Re: [PATCH v8 07/16] x86/virt/tdx: Use all system memory when initializing TDX module as TDX memory

"Huang, Kai" <kai.huang@xxxxxxxxx> · Thu, 12 Jan 2023 11:33:06 +0000

On Mon, 2023-01-09 at 08:51 -0800, Dave Hansen wrote:
> > > > > > +       list_for_each_entry(tmb, &tdx_memlist, list) {
> > > > > > +               /*
> > > > > > +                * The new range is TDX memory if it is fully
> > > > > > covered by
> > > > > > +                * any TDX memory block.
> > > > > > +                *
> > > > > > +                * Note TDX memory blocks are originated from
> > > > > > memblock
> > > > > > +                * memory regions, which can only be contiguous when
> > > > > > two
> > > > > > +                * regions have different NUMA nodes or flags. 
> > > > > > Therefore
> > > > > > +                * the new range cannot cross multiple TDX memory
> > > > > > blocks.
> > > > > > +                */
> > > > > > +               if (start_pfn >= tmb->start_pfn && end_pfn <= tmb-
> > > > > > >end_pfn)
> > > > > > +                       return true;
> > > > > > +       }
> > > > > > +       return false;
> > > > > > +}
> > > > 
> > > > I don't really like that comment.  It should first state its behavior
> > > > and assumptions, like:
> > > > 
> > > >      This check assumes that the start_pfn<->end_pfn range does not
> > > >      cross multiple tdx_memlist entries.
> > > > 
> > > > Only then should it describe why that is OK:
> > > > 
> > > >      A single memory hotplug even across mutliple memblocks (from
> > > >      which tdx_memlist entries are derived) is impossible.  ... then
> > > >      actually explain
> > > > 
> > 
> > How about below?
> > 
> >          /*
> >           * This check assumes that the start_pfn<->end_pfn range does not
> > cross
> >           * multiple tdx_memlist entries. A single memory hotplug event
> > across
> >           * multiple memblocks (from which tdx_memlist entries are derived)
> > is
> >           * impossible. That means start_pfn<->end_pfn range cannot exceed a
> >           * tdx_memlist entry, and the new range is TDX memory if it is
> > fully
> >           * covered by any tdx_memlist entry.
> >           */
> 
> I was hoping you would actually explain why it is impossible.
> 
> Is there something fundamental that keeps a memory area that spans two
> nodes from being removed and then a new area added that is comprised of
> a single node?
> 
> Boot time:
> 
> 	| memblock  |  memblock |
> 	<--Node=0--> <--Node=1-->
> 
> Funky hotplug... nothing to see here, then:
> 
> 	<--------Node=2-------->
> 
> I would believe that there is no current bare-metal TDX system that has
> an implementation like this.  But, the comments above speak like it's
> fundamentally impossible.  That should be clarified.
> 
> In other words, that comment talks about memblock attributes as being
> the core underlying reason that that simplified check is OK.  Is that
> it, or is it really the reduced hotplug feature set on TDX systems?

Hi Dave,

I think I have been forgetting that we have switched to reject non-TDX memory in
memory online, but not in memory hot-add.  
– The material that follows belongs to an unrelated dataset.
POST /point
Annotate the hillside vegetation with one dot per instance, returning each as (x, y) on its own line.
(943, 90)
Memory offline/online is done on granularity of 'struct memory_block', but not
memblock.  In fact, the hotpluggable memory region (one memblock) must be
multiple of memory_block, and a "to-be-online" memory_block must be full range
memory (no memory hole).

So if I am not missing something, IIUC that means if the start_pfn<->end_pfn is
TDX memory, it must be fully within some @tdx_memlist entry, but cannot cross
multiple small entries.  And the memory hotplug case in your above diagram
actually shouldn't matter.

If above stands, how about below?

        /*
         * This check assumes that the start_pfn<->end_pfn range does not 
         * cross multiple @tdx_memlist entries.  A single memory online   
         * event across multiple @tdx_memlist entries (which are derived  
         * from memblocks at the time of module initialization) is not    
         * possible.
         *
         * This is because memory offline/online is done on granularity   
         * of 'struct memory_block', and the hotpluggable memory region   
         * (one memblock) must be multiple of memory_block.  Also, the    
         * "to-be-online" memory_block must be full memory (no memory     
         * hole, i.e. containing multiple small memblocks).
         *
         * This means if the start_pfn<->end_pfn range is TDX memory, it  
         * must be fully within one @tdx_memlist entry, but cannot cross  
         * multiple small entries.
         */
        list_for_each_entry(tmb, &tdx_memlist, list) {
                if (start_pfn >= tmb->start_pfn && end_pfn <= tmb->end_pfn)
                        return true;
        }